真妃双手插在外套口袋里,斜靠在医院里在白天时候没亮起来的路灯上,她现在看上去真是没有一点世家淑女的模样。
“辉夜阿姨也对雪之下告白了吗?”
四宫辉夜瞥了她一眼,没说话。
她还以为这家伙又要借机嘲讽自己,然而却没有。
真妃轻轻说道:“我从很小很小时候,其实就很佩服辉夜阿姨。”
没有等辉夜回应,真妃就自顾自继续道:“在那种家庭里,都能坚持着不崩溃不自暴自弃变成你哥哥们那样的人,我很多时候都在想,如果把我换到你的那种处境的话,或许坚持不了多久就要放弃了吧。
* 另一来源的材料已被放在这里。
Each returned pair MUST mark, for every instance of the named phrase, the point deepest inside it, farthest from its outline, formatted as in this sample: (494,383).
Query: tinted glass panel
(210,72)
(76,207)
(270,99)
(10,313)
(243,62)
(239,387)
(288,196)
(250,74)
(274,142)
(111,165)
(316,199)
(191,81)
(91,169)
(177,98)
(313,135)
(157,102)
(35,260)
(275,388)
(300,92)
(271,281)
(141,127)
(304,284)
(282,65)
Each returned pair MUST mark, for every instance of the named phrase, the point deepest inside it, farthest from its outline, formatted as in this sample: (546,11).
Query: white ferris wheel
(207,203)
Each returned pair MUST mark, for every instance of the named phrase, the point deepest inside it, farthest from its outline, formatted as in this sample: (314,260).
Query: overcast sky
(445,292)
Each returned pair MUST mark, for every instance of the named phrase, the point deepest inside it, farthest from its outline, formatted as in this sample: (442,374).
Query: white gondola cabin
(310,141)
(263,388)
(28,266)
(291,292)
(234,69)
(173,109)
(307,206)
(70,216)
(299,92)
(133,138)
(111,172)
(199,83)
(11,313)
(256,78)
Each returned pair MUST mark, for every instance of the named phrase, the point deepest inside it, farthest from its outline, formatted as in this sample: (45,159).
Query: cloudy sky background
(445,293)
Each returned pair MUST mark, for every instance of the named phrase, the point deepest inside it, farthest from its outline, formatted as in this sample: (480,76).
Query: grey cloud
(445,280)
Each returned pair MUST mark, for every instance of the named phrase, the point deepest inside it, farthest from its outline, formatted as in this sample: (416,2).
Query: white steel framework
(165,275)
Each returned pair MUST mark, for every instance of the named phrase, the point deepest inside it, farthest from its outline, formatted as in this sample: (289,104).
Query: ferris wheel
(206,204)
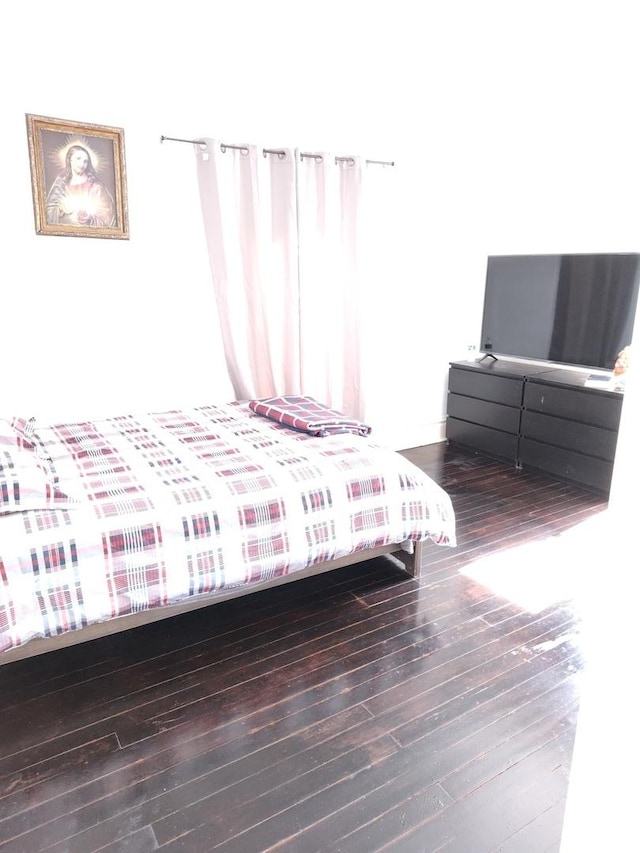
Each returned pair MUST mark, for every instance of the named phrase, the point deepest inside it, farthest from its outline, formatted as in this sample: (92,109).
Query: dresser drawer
(572,435)
(587,407)
(483,412)
(498,389)
(567,464)
(484,439)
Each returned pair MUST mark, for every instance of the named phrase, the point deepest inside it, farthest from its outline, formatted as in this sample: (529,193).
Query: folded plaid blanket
(307,415)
”
她之所以现在能够成长为今天这种模样,完全是因为无论是父母还是弟弟,一直以来都给予了她全部的温暖和爱。
她知道自己无论何时都会后路,有倚仗。
但是辉夜从来没有那些东西,无论是家庭还是亲人,都只是会给予她恐惧和压迫的东西。
“虽然这样说起来的确有些奇怪……但其实在知道你也喜欢雪之下的时候,我虽然很愤怒,心里却也是松了一口气的。”
辉夜微微皱眉,“你到底想说什么?”
真妃唔了一声,想了想才道:“我不知道自己现在坚持的东西到底是对是错,不知道自己以后会变成什么模样,但是如果有辉夜阿姨和我一起坚持的话,我就会觉得,或许我的确是在坚持的是很正确的事情。”
她走过来,对辉夜伸出自己的拳头。
辉夜花了一秒钟分辨清楚这个人不是想拳打自己,她犹豫了一下,也伸出拳头和真妃碰了碰。
真妃轻轻笑着,“至少在这一点,我要谢谢你,辉夜。”
像是在主动和辉夜讲和,又像是在和那么糟糕的自己终于和解了。